Before the ACA, their survival would come with two bonus prizes:
They'd be uninsurable for life
Their parents would have maxed out the lifetime payout for hospital treatment
I lived in AZ for 6 years, and my bet is that this will go to the medical debt of a lot of illegal aliens, whatever isn't covered by the free ride they get from a loophole in Medicaid! All through COVID it didn't matter whether what the legal status was, so in KS where there was a LOT of illegals, COVID was the cause of strokes, heart attacks, you name it in order to have the feds cover it because "they might have had COVID."
Illegals wouldn’t have medical debt. My mother was on Medicaid the last 7 years of her life and in and out of the hospital and rehab. All costs covered. It’s managed care, services that aren’t covered don’t get delivered. And not every state allows illegals to get Medicaid.
I'm fully in support of this even though it won't help me at this point.
I was diagnosed with stage IV cancer a month after my 23rd birthday.
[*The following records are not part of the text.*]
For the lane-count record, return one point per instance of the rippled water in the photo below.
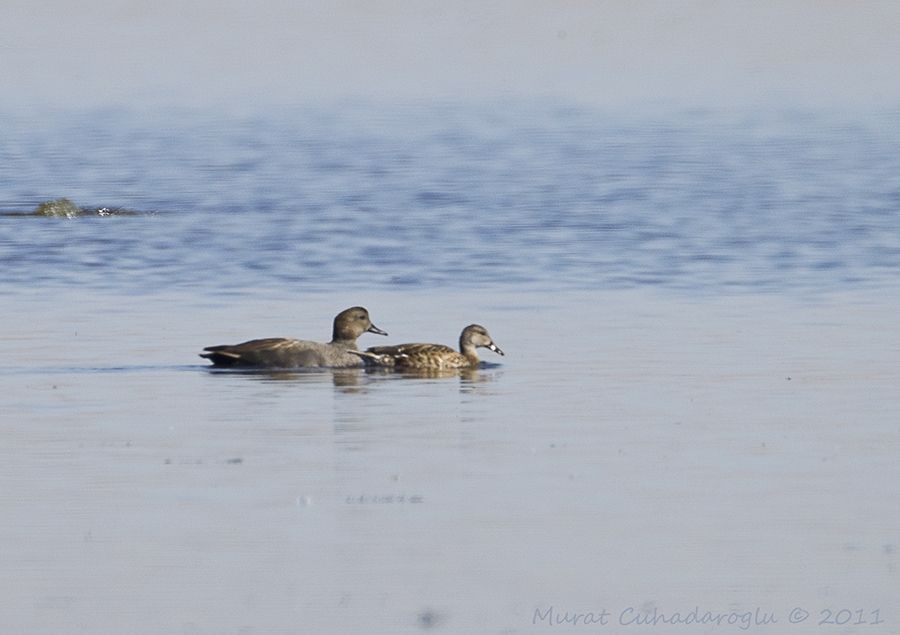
(427, 198)
(696, 410)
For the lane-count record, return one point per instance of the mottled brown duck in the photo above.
(432, 356)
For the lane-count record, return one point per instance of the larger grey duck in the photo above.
(281, 352)
(433, 356)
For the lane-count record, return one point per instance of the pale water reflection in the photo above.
(732, 454)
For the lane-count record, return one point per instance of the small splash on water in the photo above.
(65, 208)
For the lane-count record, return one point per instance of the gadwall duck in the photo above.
(281, 352)
(432, 356)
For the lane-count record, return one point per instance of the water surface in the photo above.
(696, 408)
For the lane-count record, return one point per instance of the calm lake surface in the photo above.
(697, 413)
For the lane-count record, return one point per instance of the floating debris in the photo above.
(65, 208)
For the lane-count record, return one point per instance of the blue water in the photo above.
(536, 197)
(696, 409)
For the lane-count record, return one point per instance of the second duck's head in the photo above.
(474, 336)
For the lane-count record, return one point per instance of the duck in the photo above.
(282, 352)
(432, 356)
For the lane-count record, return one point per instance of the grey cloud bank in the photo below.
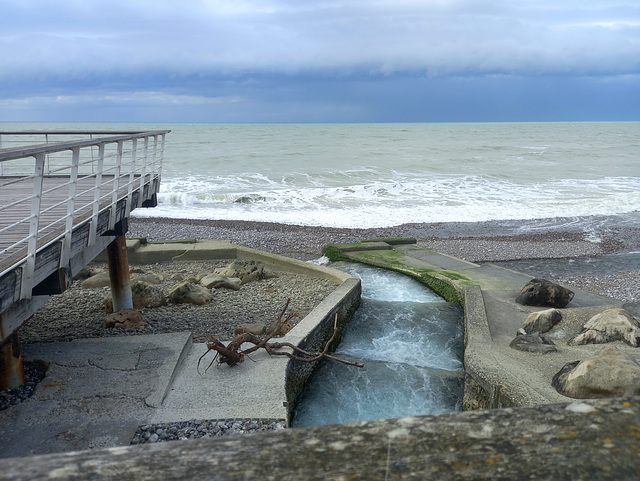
(385, 60)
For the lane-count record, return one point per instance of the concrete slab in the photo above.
(252, 389)
(95, 394)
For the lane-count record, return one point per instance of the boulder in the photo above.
(247, 271)
(535, 343)
(187, 292)
(143, 295)
(610, 372)
(540, 292)
(609, 326)
(542, 321)
(257, 328)
(217, 281)
(125, 319)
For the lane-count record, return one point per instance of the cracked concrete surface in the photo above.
(95, 394)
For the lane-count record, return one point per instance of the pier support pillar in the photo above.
(11, 368)
(118, 261)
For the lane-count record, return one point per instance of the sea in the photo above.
(359, 175)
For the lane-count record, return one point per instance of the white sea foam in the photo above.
(392, 202)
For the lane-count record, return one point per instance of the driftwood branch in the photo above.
(232, 355)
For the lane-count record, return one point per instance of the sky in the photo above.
(319, 60)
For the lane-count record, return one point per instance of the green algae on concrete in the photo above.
(447, 283)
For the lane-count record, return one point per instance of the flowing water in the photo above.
(411, 344)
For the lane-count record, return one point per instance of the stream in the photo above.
(411, 343)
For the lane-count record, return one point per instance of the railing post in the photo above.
(96, 197)
(116, 187)
(28, 267)
(11, 367)
(71, 205)
(143, 173)
(132, 174)
(118, 261)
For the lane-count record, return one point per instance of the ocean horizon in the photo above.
(355, 175)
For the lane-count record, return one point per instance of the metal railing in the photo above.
(50, 181)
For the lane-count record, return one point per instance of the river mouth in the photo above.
(411, 343)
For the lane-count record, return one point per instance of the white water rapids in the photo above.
(411, 343)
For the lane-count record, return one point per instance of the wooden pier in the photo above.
(64, 197)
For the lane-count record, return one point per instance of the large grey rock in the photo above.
(247, 271)
(217, 281)
(542, 321)
(609, 326)
(540, 292)
(187, 292)
(610, 372)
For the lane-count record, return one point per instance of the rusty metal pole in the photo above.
(119, 274)
(11, 368)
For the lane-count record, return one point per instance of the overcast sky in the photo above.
(319, 60)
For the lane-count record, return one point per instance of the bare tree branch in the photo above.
(232, 355)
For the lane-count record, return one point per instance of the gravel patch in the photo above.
(34, 372)
(79, 313)
(197, 428)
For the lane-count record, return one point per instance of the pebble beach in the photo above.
(79, 313)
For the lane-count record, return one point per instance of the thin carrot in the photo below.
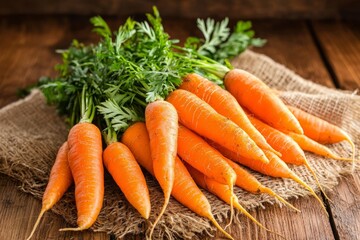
(320, 130)
(256, 96)
(162, 124)
(222, 191)
(275, 168)
(225, 104)
(310, 145)
(184, 190)
(248, 182)
(122, 166)
(200, 117)
(85, 161)
(290, 150)
(59, 181)
(200, 155)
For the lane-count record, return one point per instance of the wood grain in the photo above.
(290, 43)
(341, 45)
(186, 9)
(19, 212)
(27, 52)
(340, 42)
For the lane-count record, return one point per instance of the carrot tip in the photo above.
(167, 199)
(212, 219)
(43, 210)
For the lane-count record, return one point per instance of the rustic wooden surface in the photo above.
(325, 52)
(295, 9)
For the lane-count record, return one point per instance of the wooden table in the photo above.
(326, 52)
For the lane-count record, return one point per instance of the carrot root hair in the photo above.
(231, 207)
(166, 202)
(273, 194)
(247, 214)
(43, 210)
(316, 179)
(217, 225)
(294, 177)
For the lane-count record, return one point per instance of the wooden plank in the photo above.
(340, 42)
(185, 9)
(290, 43)
(341, 45)
(284, 46)
(18, 215)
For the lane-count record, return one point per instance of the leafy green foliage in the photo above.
(136, 65)
(218, 43)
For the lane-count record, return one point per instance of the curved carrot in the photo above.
(85, 161)
(275, 168)
(249, 183)
(184, 189)
(256, 96)
(222, 191)
(162, 124)
(225, 104)
(320, 130)
(122, 166)
(59, 181)
(290, 150)
(200, 117)
(200, 155)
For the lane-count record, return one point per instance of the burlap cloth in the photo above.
(31, 133)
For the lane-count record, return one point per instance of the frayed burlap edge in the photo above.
(31, 133)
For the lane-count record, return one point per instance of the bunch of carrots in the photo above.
(162, 108)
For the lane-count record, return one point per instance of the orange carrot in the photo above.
(162, 125)
(59, 181)
(320, 130)
(85, 161)
(184, 190)
(200, 117)
(290, 150)
(310, 145)
(200, 155)
(256, 96)
(225, 104)
(275, 168)
(122, 166)
(220, 190)
(249, 183)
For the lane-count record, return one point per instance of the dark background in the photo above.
(239, 9)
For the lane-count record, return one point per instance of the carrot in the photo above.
(162, 124)
(320, 130)
(290, 150)
(310, 145)
(220, 190)
(225, 104)
(200, 155)
(275, 168)
(256, 96)
(122, 166)
(249, 183)
(59, 181)
(184, 189)
(200, 117)
(85, 161)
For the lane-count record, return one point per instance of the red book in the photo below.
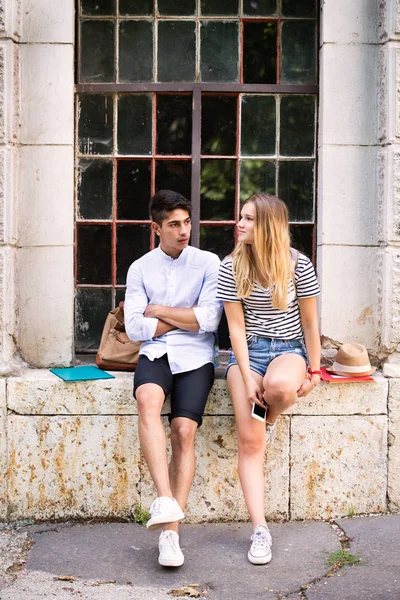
(330, 378)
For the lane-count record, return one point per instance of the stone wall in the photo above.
(72, 451)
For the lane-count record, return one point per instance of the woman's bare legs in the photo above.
(283, 378)
(251, 446)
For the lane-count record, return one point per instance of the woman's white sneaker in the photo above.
(260, 550)
(170, 553)
(164, 510)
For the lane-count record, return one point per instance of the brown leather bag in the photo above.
(116, 351)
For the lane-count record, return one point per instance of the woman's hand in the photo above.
(254, 392)
(308, 385)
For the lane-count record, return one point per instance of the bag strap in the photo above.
(295, 256)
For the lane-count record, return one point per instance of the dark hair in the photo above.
(165, 201)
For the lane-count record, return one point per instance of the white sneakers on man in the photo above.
(164, 510)
(260, 550)
(170, 553)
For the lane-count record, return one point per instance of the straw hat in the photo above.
(352, 361)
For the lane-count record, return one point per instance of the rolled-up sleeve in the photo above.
(209, 310)
(137, 326)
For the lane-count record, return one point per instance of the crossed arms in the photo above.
(145, 321)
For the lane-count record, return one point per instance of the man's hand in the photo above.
(153, 310)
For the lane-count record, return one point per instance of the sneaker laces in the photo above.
(261, 539)
(170, 541)
(156, 507)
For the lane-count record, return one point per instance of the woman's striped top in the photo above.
(259, 315)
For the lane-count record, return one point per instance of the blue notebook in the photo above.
(81, 373)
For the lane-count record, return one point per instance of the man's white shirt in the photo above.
(191, 280)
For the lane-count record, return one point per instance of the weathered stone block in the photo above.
(81, 467)
(47, 87)
(338, 465)
(3, 451)
(46, 301)
(216, 494)
(46, 196)
(45, 21)
(391, 307)
(349, 87)
(394, 445)
(349, 278)
(348, 182)
(345, 399)
(350, 22)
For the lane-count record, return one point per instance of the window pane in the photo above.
(219, 51)
(298, 52)
(176, 7)
(297, 125)
(259, 7)
(95, 126)
(135, 51)
(132, 242)
(218, 125)
(219, 240)
(174, 124)
(94, 254)
(98, 7)
(256, 176)
(95, 189)
(217, 187)
(174, 175)
(258, 125)
(136, 7)
(302, 239)
(134, 124)
(296, 188)
(299, 8)
(219, 7)
(259, 52)
(92, 306)
(176, 51)
(133, 189)
(97, 52)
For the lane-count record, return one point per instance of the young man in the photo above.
(171, 305)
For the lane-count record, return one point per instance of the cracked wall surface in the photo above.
(73, 452)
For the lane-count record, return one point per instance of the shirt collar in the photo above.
(180, 258)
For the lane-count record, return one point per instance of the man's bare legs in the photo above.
(150, 399)
(183, 462)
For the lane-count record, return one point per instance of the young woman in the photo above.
(269, 293)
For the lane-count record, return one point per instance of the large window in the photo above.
(213, 98)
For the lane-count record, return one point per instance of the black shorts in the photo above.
(189, 390)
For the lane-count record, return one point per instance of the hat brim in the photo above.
(344, 374)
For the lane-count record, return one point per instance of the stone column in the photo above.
(390, 232)
(9, 33)
(348, 249)
(45, 190)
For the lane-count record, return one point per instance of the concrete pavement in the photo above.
(118, 561)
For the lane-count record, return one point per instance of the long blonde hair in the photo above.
(268, 260)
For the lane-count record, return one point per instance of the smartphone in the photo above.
(258, 412)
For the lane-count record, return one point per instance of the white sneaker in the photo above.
(170, 553)
(164, 510)
(260, 551)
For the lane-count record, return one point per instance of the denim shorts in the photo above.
(263, 350)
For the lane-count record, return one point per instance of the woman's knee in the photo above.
(280, 392)
(251, 445)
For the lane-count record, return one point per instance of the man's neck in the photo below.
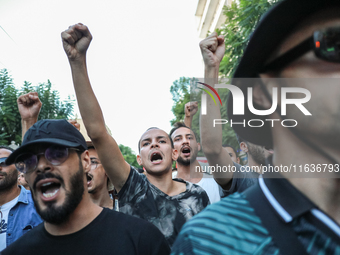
(324, 192)
(9, 194)
(190, 173)
(102, 198)
(83, 215)
(166, 184)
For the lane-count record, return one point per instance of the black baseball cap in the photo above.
(59, 132)
(272, 29)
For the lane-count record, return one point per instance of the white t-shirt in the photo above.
(4, 209)
(211, 187)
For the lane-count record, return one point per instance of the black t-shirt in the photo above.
(109, 233)
(242, 179)
(140, 198)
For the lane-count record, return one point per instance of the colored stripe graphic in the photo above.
(213, 90)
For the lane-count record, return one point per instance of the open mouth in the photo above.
(89, 178)
(186, 151)
(49, 189)
(156, 157)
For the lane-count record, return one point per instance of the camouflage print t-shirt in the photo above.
(140, 198)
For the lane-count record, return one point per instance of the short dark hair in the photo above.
(230, 146)
(178, 125)
(172, 144)
(6, 147)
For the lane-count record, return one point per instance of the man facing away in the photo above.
(285, 214)
(17, 211)
(54, 157)
(155, 197)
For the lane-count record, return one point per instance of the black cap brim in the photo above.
(273, 28)
(25, 148)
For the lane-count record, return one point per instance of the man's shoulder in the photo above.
(232, 214)
(223, 227)
(27, 243)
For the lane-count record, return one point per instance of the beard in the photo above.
(187, 161)
(9, 181)
(257, 153)
(60, 214)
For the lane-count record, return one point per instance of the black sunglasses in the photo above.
(325, 43)
(55, 154)
(3, 162)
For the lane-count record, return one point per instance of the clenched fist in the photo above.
(76, 40)
(29, 106)
(213, 49)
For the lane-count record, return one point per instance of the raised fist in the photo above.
(213, 49)
(29, 106)
(190, 109)
(76, 40)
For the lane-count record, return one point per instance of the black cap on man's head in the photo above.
(58, 132)
(273, 28)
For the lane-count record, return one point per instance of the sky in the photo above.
(139, 49)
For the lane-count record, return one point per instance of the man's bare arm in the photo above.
(190, 109)
(76, 41)
(213, 49)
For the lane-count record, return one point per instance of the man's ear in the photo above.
(86, 161)
(174, 154)
(244, 147)
(139, 160)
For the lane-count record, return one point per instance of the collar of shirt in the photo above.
(290, 203)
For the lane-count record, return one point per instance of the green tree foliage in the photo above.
(180, 91)
(129, 155)
(10, 121)
(241, 19)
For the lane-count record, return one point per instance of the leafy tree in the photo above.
(129, 155)
(10, 120)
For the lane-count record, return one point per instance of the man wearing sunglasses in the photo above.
(17, 212)
(55, 160)
(294, 48)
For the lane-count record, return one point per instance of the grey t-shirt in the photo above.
(140, 198)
I had done everything right up until that point: worked hard enough in high school that I had a full tuition scholarship to one of the best colleges in the world, graduated debt free with two majors and two minors, worked internships (in the 00s most were unpaid) and part time paid work concurrently with my degree, was fluent in a second language and functional in two more, and eschewed my plans for law school when the recession hit and I didn't want to risk that debt. Upon my diagnosis, I lived in a shared apartment 2 miles from work and walked round trip both ways and didn't have a car to save money.
And then boom, cancer. In 6 months of treatment, my OOP costs were far more than my take-home annual salary.... and that's to say nothing about the process of diagnosis and years of follow up, side effects, mental health care, and ongoing health challenges still after a decade of being cured.
It took my entire 20s to pay off my debt from cancer, despite good insurance, and that's only because I graduated from college debt free, had more in savings than the average recent grad, had stable employment that grew with promotions and raises, and lived incredibly frugally. If I had student loans, I would have been screwed. If I hadn't had a decent (if low paying as an entry level role) job with insurance, I would have been screwed. If I had kids, I would have been screwed.
Today, I pay more in taxes annually than my OOP costs for treatment. I recognize the immense privilege to be alive and doing well enough that those bills would have been a bump in the road if diagnosed today rather than something that upended my life and set me back a decade from being able to afford milestones like a house or having kids. What Arizona is doing is a start, but the US shows its tarnish in this regard.
Yes I thought about mentioning those two points but didn’t want to be accused of being political.
I think that for me, on this board, that horse has long since bolted.